A assembleia, inicialmente
prevista para durar alguns anos, também refletiu sobre o papel e o poder dos
episcopados nacionais. Acredita-se que o Papa João XXIII gostaria de ver mais padres
envolvidos na condução dos assuntos da Igreja.
Nas palavras do
próprio papa, o Concílio serviria apenas para tornar mais transparente a
Igreja, para permitir que uma brisa fresca envolva uma instituição que parece
manchada de bolor: "Abri as janelas para que os ventos da História
soprassem a poeira do Trono de Pedro".
Na véspera da
cerimônia solene de abertura, com a humildade que o caracterizava, João XXIII
agradeceu a Deus por ter conseguido inaugurar o Concílio.
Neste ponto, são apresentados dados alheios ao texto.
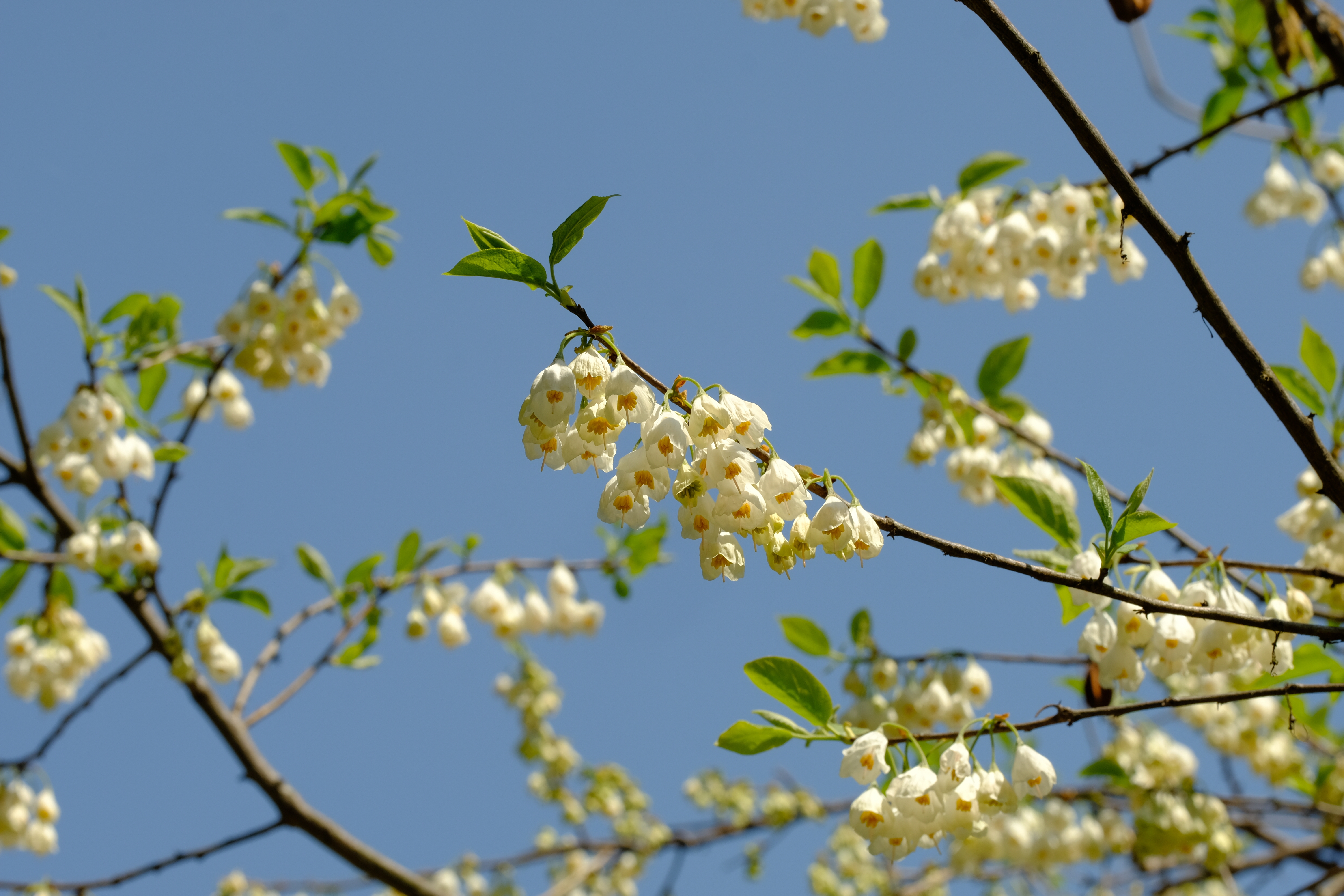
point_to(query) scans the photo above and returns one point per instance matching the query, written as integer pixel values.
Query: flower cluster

Consciente da idade
avançada (80 anos) e da sua saúde frágil, contudo, entregou-se à vontade divina
e afirmou estar pronto para deixar a conclusão da assembleia nas mãos de um
sucessor.
Apesar de alguma
debilidade física que deixa transparecer em algumas aparições – e de alguns cancelamentos
de audiências, que indiciam algumas preocupações nunca impediu João XXIII fosse o grande motor e condutor desta assembleia
ecumênica.
Aos que acreditavam
que ele não estaria à frente dos trabalhos nas alturas mais agudas, é
necessário lembrar que o pontífice adorava criar surpresas. E a maior delas foi
justamente a convocação do Concílio, em Janeiro de 1959, apenas três meses
depois do início de seu pontificado – e menos de um século depois do conturbado
primeiro Concílio, bruscamente interrompido pela captura de Roma (2ª guerra da
Unificação) e, oficialmente fechado somente de quando dos preparativos para o
Vaticano II, pelo próprio João XXIII.
A sua eleição, aos
77 anos, depois de onze votações no conclave cardinalício, indiciava que ele
seria apenas um "papa de transição", de mandato breve, sem grandes perspetivas
ou ambições – do então arcebispo de Veneza (1953 a 28 Outubro de 1858) esperava-se no máximo algum reparo no funcionamento da
Cúria, desgastada nos últimos anos do longo pontificado de Pio XII (1939-1958).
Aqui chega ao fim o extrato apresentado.